On Thu, 4 Jul 2002, David Xu wrote:

> ----- Original Message -----
> From: "Julian Elischer" <[EMAIL PROTECTED]>
> To: "David Xu" <[EMAIL PROTECTED]>
> Sent: Thursday, July 04, 2002 4:36 PM
> Subject: Re: Timeout and SMP race
> >
> > On Thu, 4 Jul 2002, David Xu wrote:
> >
> > > while we are getting rid of Giant,  current race condition between softclock()
> > > and callout_stop() is unacceptable. the race causes two many places in source
> > > code would be modified to fit this new behaviour,  besides this, everywhere
> > > callout_stop() is used need to hold sched_lock and do a mi_switch() and
> > > modify td_flags is also unacceptable, this SMP race should be resolved in
> > > kern_timeout.c.
> > >
> > > David Xu
> >
> > This is probably true..
> > the current hacks for this are rather horrible. I think there msut be
> > better ways. Your suggestion sounds plausible.
> >
> >
> if another thread other than softclock itself is calling callout_stop(),
> and callout_stop() detected that softclock is currently running the
> callout,  it should wait until softclock finishes the work, then return.
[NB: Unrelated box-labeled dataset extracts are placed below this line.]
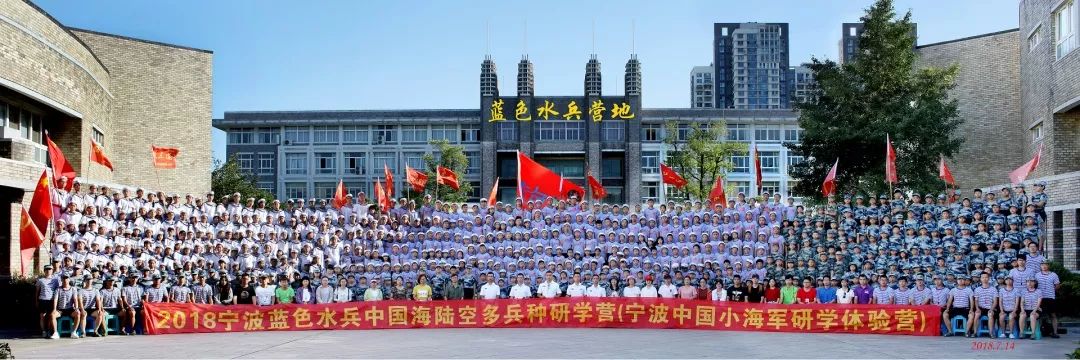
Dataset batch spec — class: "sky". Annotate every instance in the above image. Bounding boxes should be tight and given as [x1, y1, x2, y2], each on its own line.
[35, 0, 1018, 159]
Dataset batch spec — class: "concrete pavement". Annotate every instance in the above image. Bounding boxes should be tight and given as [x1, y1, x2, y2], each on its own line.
[6, 329, 1080, 359]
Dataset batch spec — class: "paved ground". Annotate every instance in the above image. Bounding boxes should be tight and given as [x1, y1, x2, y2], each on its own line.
[0, 329, 1080, 359]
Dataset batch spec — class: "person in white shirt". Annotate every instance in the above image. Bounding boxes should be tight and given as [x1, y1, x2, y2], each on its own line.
[585, 275, 607, 297]
[646, 275, 678, 298]
[510, 274, 532, 298]
[640, 275, 656, 297]
[480, 276, 499, 299]
[566, 274, 586, 297]
[537, 271, 563, 298]
[255, 275, 278, 306]
[622, 277, 642, 297]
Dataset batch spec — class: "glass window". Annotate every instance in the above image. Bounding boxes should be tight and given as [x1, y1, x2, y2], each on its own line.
[285, 126, 311, 145]
[341, 125, 369, 144]
[375, 125, 397, 145]
[402, 125, 428, 143]
[461, 124, 481, 143]
[285, 183, 308, 199]
[431, 125, 458, 143]
[642, 151, 660, 174]
[345, 152, 367, 175]
[600, 120, 626, 142]
[758, 151, 780, 173]
[285, 152, 308, 175]
[314, 126, 338, 144]
[315, 152, 337, 174]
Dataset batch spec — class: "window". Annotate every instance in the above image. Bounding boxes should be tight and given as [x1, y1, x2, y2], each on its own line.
[431, 125, 458, 144]
[402, 126, 428, 143]
[1053, 0, 1080, 58]
[642, 123, 664, 143]
[498, 121, 517, 142]
[532, 121, 585, 141]
[285, 152, 308, 175]
[285, 183, 308, 199]
[375, 125, 397, 145]
[258, 152, 278, 175]
[314, 126, 338, 144]
[642, 151, 660, 174]
[345, 152, 367, 175]
[315, 152, 337, 174]
[728, 123, 750, 142]
[341, 125, 369, 144]
[237, 152, 255, 173]
[758, 151, 780, 173]
[600, 121, 626, 142]
[372, 152, 397, 174]
[461, 124, 481, 143]
[227, 128, 255, 144]
[285, 126, 311, 145]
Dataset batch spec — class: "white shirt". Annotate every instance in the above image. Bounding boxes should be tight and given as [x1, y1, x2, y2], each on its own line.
[657, 283, 678, 298]
[510, 283, 532, 298]
[480, 282, 499, 299]
[537, 281, 562, 298]
[566, 282, 585, 297]
[640, 284, 660, 297]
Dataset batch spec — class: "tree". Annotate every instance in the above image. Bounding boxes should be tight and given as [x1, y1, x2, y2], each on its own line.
[664, 120, 746, 200]
[210, 157, 274, 201]
[786, 0, 962, 200]
[413, 139, 472, 202]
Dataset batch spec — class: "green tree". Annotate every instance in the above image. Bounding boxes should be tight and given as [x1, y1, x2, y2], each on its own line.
[664, 120, 746, 200]
[210, 157, 274, 201]
[413, 139, 472, 203]
[786, 0, 962, 200]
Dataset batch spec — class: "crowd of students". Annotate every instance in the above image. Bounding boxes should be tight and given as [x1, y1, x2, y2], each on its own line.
[37, 178, 1061, 338]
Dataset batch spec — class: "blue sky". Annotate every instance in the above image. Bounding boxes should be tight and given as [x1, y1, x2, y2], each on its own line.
[36, 0, 1018, 158]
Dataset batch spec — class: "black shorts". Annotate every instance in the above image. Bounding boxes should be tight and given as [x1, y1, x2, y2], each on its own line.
[948, 307, 971, 321]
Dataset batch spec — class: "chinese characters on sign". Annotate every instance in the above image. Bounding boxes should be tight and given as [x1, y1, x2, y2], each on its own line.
[487, 97, 637, 122]
[146, 297, 941, 335]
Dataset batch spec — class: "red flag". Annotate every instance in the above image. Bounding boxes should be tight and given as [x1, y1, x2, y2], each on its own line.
[18, 206, 45, 274]
[90, 141, 112, 171]
[150, 145, 180, 169]
[45, 132, 76, 191]
[937, 156, 956, 186]
[754, 144, 761, 194]
[487, 177, 499, 206]
[885, 134, 897, 184]
[588, 174, 607, 200]
[29, 171, 53, 236]
[405, 165, 428, 192]
[821, 158, 840, 198]
[708, 176, 728, 206]
[334, 179, 349, 209]
[1009, 144, 1042, 184]
[660, 163, 687, 189]
[435, 165, 459, 190]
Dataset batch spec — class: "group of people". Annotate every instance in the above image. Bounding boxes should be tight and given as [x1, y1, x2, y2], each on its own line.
[37, 176, 1059, 337]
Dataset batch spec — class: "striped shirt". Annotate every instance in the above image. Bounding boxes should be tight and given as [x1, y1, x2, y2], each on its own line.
[1035, 271, 1062, 298]
[1021, 289, 1042, 311]
[998, 286, 1020, 311]
[974, 285, 998, 309]
[948, 286, 973, 308]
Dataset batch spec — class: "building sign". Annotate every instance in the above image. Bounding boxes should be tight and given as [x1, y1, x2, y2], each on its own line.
[145, 297, 942, 336]
[485, 96, 638, 122]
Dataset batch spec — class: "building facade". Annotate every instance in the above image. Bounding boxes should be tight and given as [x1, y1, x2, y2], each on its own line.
[0, 0, 213, 275]
[214, 56, 802, 203]
[713, 23, 791, 109]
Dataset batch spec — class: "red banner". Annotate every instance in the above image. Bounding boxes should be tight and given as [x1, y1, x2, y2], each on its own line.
[146, 297, 942, 335]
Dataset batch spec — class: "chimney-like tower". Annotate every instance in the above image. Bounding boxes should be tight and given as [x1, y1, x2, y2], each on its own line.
[480, 55, 499, 97]
[517, 55, 536, 97]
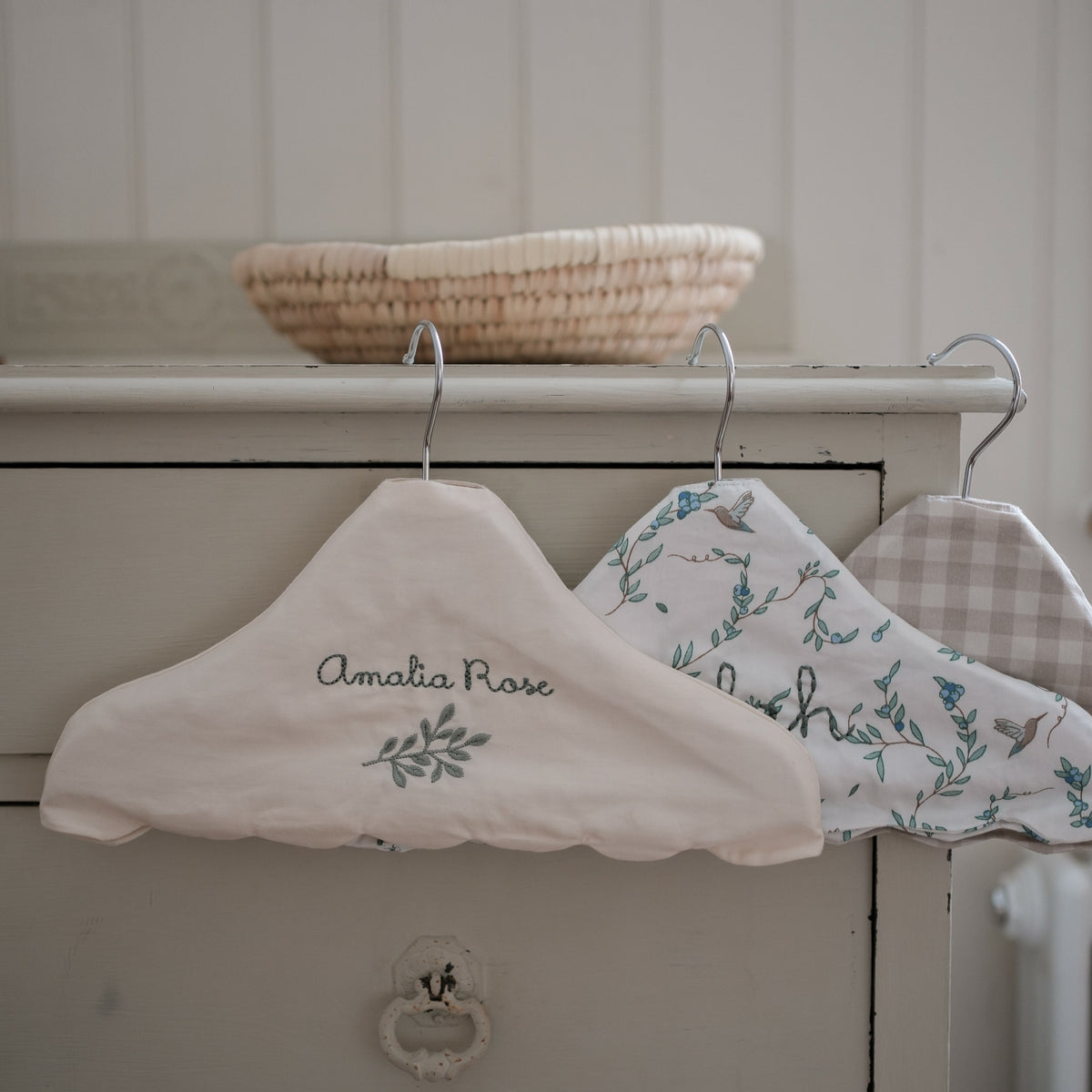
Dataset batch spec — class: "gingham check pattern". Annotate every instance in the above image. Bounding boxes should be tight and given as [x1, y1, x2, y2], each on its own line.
[845, 497, 1092, 709]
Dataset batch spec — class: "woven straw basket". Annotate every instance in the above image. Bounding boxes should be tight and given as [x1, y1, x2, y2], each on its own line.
[231, 224, 763, 364]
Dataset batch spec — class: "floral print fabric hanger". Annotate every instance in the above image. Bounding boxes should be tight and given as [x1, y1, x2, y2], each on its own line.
[575, 323, 1092, 846]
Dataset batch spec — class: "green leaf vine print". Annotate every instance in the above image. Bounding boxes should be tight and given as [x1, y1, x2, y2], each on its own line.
[360, 703, 491, 788]
[577, 479, 1092, 844]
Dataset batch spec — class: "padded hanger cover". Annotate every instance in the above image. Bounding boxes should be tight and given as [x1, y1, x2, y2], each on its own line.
[845, 496, 1092, 709]
[42, 480, 823, 864]
[577, 479, 1092, 845]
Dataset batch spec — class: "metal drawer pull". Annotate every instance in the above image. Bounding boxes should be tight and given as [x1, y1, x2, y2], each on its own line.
[379, 937, 491, 1081]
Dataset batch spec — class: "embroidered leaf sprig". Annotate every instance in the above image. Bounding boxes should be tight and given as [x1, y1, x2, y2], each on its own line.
[607, 490, 716, 615]
[360, 703, 491, 788]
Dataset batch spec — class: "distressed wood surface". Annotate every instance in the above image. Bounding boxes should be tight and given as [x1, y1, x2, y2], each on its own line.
[0, 371, 956, 1092]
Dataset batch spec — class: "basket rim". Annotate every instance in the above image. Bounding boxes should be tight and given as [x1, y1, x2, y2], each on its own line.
[231, 223, 764, 288]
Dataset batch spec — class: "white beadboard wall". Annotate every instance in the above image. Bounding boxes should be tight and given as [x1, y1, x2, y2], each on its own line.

softclock() intentionally releases callout_lock() to allow other processes
to manipulate callouts.  What is the race exactly?  Concurrent calls to
softclock() seem to be possible but seem to be handled correctly (internal
locking prevents problems).  Well, I can see one race in softclock():

%                               c_func = c->c_func;
%                               c_arg = c->c_arg;
%                               c_flags = c->c_flags;

This caches some values, as is needed since the 'c' pointer may become
invalid after we release the lock ... but the things pointed to may become
invalid too.

%                               c->c_func = NULL;
%                               if (c->c_flags & CALLOUT_LOCAL_ALLOC) {
%                                       c->c_flags = CALLOUT_LOCAL_ALLOC;
%                                       SLIST_INSERT_HEAD(&callfree, c,
%                                           c_links.sle);
%                               } else
%                                       c->c_flags &= ~CALLOUT_PENDING;
%                               mtx_unlock_spin(&callout_lock);

callout_stop() may stop 'c' here.  It won't do much, since we have already
set c->c_func to NULL, but its caller may want the callout actually stopped
so that it can do things like unloading the old c->c_func.

%                               if ((c_flags & CALLOUT_MPSAFE) == 0)
%                                       mtx_lock(&Giant);
%                               c_func(c_arg);

This calls through a possibly-invalid function pointer.

%                               if ((c_flags & CALLOUT_MPSAFE) == 0)
%                                       mtx_unlock(&Giant);
%                               mtx_lock_spin(&callout_lock);

This seems to be an old bug.  In RELENG_4, splsoftclock() gives a more
global lock, but there is nothing to prevent callout_stop() being run
at splsoftclock().  In fact, it must be able to run when called nested
from inside softclock(), since it might be called from the handler.
Waiting in callout_stop() for softclock() to finish would deadlock in
this case.  It's interesting that this case is (always?) avoided in
untimeout() by not calling callout_stop() when c->c_func == NULL.

softclock() can't do anything about c->c_func going away after it is
called.  Clients must somehow avoid killing it.

I think c->c_func rarely goes away, and the race that you noticed is
lost more often.